Een oud artikel uit 2012 over het Israëlische raketafweersysteem Iron Dome, is opnieuw relevant:
Even on its own terms, the strategic success of Iron Domes remains in serious question. Whatever tactical success Iron Dome achieves comes at considerable cost. An Iron Dome battery runs $50 million, with each missile in the neighborhood of $40,000 to $100,000 (estimates vary). Even the more sophisticated rockets launched by Hamas cost considerably less. Israel is, of course, a much wealthier society than Gaza, and enjoys the backing of the world’s wealthiest and most powerful country, so Israeli policymakers may decide that the extra security is worth the cost.
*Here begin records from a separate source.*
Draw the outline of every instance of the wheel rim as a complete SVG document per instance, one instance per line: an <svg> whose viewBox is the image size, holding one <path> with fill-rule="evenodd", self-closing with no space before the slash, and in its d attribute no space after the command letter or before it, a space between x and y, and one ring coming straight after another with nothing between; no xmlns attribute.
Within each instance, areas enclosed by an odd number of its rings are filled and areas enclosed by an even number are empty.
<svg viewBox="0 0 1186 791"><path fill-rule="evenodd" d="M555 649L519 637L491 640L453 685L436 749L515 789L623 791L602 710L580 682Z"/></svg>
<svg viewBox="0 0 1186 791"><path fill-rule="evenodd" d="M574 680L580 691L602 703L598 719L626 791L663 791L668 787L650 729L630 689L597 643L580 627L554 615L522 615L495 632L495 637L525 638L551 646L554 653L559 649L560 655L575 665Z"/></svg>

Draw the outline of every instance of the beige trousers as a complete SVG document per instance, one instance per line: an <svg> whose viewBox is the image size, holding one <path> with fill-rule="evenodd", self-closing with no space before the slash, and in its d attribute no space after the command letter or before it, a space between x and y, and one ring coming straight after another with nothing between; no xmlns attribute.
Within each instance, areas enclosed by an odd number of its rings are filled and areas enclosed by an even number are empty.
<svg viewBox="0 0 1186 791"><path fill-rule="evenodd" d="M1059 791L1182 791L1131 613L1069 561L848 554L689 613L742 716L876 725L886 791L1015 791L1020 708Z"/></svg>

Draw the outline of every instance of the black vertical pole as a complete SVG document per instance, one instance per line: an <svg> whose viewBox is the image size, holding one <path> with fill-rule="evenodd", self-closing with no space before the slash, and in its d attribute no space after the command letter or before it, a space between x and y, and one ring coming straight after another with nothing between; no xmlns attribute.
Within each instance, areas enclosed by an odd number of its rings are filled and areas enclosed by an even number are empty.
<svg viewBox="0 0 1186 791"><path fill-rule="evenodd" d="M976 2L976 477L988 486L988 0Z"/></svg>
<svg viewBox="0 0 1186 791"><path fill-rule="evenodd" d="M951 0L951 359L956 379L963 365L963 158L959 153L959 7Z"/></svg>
Israel may also have pinned its hopes on the idea that Hamas will simply give up the rocket game in the face of Iron Dome’s impressive batting average. However, If we read Hamas’s strategic intent in launching the rockets as much in domestic as international terms—launching rockets demonstrates resolve in the face of Israeli strength, improving Hamas’s standing vis-à-vis Palestinian political competitors—then where (or whether) the rockets land simply doesn’t matter very much. Given that from 2009 to 2011, over a thousand Palestinian rockets resulted in ten dead Israelis, it’s a good bet that Hamas fires rockets not as part of a slow motion effort at genocide, but rather for these reputational reasons. Most of the rockets won’t do $40,000 worth of damage even if they land in populated areas (although of course a very few will inflict considerably more destruction). Moreover, Hamas may determine that forcing Israel to pay $40,000 to shoot down cheap, ineffective rockets is well worth it’s time and effort, even if 90 percent of the rockets are destroyed on the way down.